Doch von einem Tag auf den anderen blieb Hermann Oppenländer weg. Wir konnten uns keinen Reim darauf machen, weshalb er fortan die Volksschule in Lienzingen meiden werde. Keiner sagte zunächst, offen und ehrlich, was Sache ist. Aber die Fakten hätten wir wohl in diesem Alter in der ganzen Dimension nicht voll begriffen. Heute noch gilt der Vorgang bei jenen, die sich erinnern können, als rätselhaft. Dabei gab Oppenländer eigentlich keine Rätsel auf all jenen, die sich informieren wollten. Der Lehrer trug eine schwere persönliche Last: Er war vor 1945 eine regionale Nazi-Größe mit nun allen für ihn zurecht beschwerlichen Folgen, die er aber partout nicht akzeptieren wollte. Er sah sich ohne persönliche Schuld.

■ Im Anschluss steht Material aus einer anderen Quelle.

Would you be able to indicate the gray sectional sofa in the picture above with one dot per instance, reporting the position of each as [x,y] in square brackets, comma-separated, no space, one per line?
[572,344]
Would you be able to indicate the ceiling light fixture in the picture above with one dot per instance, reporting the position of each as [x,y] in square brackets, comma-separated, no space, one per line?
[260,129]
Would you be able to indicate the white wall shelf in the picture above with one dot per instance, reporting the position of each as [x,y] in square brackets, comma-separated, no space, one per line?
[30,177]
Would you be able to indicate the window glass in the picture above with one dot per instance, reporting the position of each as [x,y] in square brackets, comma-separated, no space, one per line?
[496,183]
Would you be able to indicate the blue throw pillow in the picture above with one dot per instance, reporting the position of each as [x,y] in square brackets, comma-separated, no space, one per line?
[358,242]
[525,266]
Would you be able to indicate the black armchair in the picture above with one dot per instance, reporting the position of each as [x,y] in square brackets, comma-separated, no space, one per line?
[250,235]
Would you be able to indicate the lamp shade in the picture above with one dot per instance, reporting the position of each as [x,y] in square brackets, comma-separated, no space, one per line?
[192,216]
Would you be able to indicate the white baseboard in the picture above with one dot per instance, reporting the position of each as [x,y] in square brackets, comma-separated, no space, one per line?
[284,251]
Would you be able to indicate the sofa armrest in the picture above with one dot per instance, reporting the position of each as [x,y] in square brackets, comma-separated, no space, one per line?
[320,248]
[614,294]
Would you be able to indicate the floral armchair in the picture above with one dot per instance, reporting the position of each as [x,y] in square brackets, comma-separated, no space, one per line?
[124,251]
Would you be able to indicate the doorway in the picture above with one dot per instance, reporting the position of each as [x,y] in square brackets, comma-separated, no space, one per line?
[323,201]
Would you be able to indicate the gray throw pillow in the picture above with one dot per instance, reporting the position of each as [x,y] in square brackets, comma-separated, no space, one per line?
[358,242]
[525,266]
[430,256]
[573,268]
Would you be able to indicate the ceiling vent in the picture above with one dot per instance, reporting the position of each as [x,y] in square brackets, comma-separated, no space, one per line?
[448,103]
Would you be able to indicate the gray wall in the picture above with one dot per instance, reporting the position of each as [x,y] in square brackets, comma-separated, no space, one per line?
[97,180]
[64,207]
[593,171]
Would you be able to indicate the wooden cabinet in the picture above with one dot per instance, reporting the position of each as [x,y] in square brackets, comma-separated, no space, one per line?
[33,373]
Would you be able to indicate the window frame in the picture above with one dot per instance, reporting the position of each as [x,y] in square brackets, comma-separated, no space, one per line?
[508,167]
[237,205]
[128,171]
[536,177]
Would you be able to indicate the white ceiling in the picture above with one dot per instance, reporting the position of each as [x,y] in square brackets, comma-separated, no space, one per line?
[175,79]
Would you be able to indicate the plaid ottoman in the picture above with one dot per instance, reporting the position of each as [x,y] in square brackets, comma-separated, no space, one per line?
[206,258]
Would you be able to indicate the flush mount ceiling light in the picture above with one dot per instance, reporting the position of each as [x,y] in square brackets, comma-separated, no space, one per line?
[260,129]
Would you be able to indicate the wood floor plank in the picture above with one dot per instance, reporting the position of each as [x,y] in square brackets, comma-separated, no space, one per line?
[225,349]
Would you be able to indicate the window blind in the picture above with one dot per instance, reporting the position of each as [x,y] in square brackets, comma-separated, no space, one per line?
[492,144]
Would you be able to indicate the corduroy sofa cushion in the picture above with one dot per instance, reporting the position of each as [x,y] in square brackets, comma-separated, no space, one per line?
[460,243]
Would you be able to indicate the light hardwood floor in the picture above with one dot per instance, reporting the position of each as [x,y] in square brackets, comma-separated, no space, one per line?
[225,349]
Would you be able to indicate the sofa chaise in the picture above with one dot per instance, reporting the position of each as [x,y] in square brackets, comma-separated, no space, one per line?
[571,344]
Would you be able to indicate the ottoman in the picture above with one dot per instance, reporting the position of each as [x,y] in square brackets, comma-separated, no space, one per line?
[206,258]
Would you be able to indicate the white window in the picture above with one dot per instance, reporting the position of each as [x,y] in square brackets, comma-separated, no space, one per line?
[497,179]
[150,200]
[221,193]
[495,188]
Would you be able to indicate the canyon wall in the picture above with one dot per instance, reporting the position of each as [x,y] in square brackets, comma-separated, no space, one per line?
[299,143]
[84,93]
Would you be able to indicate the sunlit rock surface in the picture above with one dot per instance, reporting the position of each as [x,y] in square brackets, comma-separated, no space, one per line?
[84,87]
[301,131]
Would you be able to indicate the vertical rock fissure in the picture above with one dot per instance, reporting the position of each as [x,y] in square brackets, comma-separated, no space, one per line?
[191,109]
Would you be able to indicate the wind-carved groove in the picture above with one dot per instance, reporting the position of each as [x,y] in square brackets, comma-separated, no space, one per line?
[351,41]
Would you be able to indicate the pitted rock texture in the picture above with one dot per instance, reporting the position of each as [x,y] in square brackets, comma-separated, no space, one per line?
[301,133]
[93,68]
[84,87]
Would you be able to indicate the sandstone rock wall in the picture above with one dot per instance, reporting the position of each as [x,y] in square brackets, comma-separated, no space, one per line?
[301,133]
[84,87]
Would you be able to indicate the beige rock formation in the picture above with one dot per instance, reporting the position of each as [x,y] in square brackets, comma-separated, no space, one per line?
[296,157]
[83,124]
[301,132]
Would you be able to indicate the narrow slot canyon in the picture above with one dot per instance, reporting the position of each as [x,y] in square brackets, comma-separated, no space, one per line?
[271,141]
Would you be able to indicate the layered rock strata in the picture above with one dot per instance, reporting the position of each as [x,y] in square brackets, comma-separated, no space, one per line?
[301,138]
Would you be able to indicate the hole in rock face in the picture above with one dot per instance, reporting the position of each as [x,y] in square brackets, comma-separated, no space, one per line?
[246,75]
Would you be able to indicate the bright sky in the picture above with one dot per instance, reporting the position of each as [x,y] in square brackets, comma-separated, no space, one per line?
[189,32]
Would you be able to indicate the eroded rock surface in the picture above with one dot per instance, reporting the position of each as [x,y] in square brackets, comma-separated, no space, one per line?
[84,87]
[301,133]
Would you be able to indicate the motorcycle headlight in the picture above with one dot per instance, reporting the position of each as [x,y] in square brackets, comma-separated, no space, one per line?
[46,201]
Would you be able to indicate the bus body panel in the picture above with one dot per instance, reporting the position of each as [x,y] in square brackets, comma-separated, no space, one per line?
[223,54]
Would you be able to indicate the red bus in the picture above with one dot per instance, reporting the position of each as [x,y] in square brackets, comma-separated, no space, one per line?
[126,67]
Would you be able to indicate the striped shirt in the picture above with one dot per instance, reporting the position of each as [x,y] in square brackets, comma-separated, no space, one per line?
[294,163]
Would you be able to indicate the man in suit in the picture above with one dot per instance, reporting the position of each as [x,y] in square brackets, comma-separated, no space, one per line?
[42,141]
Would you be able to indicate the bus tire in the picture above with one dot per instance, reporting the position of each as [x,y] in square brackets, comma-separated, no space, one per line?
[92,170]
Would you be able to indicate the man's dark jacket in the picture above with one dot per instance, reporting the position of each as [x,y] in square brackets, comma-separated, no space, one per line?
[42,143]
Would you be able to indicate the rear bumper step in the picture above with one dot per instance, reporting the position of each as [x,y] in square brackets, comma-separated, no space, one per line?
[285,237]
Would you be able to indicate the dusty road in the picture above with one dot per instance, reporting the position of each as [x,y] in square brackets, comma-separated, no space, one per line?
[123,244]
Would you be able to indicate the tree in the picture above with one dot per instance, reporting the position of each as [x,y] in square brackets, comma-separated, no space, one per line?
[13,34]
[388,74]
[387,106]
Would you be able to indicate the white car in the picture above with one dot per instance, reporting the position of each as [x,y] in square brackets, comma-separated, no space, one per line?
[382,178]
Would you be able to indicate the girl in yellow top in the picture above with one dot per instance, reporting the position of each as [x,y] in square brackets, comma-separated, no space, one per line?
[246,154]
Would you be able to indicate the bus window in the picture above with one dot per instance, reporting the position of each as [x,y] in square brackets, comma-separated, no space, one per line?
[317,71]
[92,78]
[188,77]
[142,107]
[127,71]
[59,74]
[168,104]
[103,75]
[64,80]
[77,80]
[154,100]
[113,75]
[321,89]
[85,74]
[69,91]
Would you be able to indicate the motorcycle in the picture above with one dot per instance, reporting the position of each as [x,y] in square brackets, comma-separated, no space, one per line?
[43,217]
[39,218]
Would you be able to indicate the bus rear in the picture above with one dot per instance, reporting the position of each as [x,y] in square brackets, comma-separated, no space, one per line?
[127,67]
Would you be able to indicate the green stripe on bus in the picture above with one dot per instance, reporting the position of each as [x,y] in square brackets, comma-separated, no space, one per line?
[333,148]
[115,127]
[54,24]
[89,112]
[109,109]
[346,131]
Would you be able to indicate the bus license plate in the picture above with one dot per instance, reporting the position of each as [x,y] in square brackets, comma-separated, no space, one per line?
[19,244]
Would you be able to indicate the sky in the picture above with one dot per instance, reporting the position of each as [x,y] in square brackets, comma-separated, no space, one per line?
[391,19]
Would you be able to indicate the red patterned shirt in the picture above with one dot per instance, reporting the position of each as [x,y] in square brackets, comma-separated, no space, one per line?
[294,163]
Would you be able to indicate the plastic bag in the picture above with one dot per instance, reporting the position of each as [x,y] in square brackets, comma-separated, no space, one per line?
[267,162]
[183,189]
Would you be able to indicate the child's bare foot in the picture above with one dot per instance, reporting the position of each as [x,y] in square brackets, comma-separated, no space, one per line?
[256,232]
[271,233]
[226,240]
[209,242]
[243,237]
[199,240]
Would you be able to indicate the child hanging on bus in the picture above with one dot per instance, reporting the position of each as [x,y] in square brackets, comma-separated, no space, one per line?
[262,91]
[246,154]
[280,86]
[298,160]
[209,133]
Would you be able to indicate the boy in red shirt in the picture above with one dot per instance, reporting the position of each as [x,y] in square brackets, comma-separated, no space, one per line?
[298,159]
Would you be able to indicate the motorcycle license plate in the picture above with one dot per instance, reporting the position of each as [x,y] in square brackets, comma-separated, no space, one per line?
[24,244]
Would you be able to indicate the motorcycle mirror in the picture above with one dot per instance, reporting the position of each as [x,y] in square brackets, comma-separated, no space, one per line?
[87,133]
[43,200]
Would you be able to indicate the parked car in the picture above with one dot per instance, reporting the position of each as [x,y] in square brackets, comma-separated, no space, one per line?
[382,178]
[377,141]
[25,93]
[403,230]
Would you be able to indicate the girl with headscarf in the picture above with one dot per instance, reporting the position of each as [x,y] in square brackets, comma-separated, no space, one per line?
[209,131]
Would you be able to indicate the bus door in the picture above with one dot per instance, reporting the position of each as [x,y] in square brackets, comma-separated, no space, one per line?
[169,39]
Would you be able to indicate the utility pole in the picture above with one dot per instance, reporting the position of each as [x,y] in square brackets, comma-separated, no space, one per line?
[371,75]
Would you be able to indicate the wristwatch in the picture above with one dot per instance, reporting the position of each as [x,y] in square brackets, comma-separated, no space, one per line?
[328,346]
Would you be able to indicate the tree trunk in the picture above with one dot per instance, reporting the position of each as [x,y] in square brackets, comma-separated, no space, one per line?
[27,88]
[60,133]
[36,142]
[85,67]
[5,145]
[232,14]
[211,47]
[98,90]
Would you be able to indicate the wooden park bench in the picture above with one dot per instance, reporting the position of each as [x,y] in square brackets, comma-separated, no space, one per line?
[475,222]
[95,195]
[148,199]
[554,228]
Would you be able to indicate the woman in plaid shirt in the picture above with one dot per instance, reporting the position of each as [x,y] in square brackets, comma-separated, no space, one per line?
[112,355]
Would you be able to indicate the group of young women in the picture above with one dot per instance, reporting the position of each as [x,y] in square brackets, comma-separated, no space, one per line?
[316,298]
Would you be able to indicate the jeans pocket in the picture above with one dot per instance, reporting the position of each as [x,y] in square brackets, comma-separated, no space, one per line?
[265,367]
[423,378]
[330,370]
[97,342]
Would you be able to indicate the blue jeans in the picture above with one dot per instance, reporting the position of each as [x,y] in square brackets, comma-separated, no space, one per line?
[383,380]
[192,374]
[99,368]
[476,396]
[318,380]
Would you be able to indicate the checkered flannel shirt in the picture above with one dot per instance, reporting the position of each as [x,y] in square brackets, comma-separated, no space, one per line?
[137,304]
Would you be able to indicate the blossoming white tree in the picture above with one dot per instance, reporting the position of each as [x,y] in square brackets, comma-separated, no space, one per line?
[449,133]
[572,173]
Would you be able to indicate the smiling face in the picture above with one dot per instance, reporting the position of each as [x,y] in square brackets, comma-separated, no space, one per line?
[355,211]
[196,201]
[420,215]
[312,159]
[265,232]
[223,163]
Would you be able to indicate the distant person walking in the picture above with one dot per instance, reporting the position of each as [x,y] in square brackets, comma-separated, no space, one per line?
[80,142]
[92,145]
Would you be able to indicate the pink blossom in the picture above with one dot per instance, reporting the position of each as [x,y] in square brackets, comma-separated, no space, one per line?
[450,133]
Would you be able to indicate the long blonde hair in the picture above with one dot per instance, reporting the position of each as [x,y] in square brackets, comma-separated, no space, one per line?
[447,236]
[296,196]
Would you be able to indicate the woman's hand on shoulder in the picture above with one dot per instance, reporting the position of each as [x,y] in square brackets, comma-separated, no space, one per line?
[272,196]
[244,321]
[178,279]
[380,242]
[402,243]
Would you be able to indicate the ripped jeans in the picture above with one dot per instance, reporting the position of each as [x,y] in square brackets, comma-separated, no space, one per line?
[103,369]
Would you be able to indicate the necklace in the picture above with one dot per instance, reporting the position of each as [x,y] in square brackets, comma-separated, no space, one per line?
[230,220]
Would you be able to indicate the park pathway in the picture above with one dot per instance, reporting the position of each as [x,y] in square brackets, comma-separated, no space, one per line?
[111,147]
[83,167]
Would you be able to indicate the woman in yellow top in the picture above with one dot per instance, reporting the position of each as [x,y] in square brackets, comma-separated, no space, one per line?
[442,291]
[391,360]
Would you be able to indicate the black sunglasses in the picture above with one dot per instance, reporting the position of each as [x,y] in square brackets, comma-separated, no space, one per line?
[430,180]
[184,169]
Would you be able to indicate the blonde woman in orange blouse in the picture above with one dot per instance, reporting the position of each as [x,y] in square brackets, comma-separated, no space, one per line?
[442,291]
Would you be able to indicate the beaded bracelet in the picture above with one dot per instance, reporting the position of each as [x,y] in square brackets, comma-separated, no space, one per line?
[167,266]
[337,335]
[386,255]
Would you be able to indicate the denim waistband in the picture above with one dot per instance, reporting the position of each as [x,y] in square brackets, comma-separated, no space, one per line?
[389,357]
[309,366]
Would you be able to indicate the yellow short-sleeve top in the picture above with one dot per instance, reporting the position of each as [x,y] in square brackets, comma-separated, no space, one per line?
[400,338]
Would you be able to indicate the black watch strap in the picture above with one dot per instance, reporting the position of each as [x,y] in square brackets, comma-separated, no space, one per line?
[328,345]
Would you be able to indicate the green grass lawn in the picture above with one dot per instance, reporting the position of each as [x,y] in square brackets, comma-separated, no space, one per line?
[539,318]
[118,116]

  • Dienstunfähig nach Nervenzusammenbruch 

Er sei krank und werde auch nicht wieder kommen. So kurz und bündig die dann doch offizielle Absage eines weiteren Gastspiels ihres Kollegen durch die beiden verbliebenen Lehrer, Wilhelm Wagner und Karl Kießling. Diese Botschaft haftet heute noch in meinem Gedächtnis. Jedoch hält sich hartnäckig das Gerücht, Oppenländer (Jahrgang 1900) sei während des Unterrichts in der Klasse verhaftet worden wegen nicht näher benannter Straftaten zu Zeiten der Nazi-Diktatur. Die Wahrheit: Er erlitt im Herbst 1959 durch den Stress um seine Person einen Nervenzusammenbruch. Sein Mühlacker Hausarzt  schrieb ihn daraufhin dienstunfähig. Da aber war zumindest für ihn klar, dass seine Zeit an der Lienzinger Schule endgültig abgelaufen war. Denn er wusste um die Strippen, die andere wegen seiner Arbeitsstelle an der Lienzinger Bildungseinrichtung zogen: Der Fall Oppenländer drohte zum Zündstoff für die baden-württembergische Landespolitik zu werden. Zwei Minister waren bereits damit befasst: der für Justiz und sein Kollege vom Kultusbereich.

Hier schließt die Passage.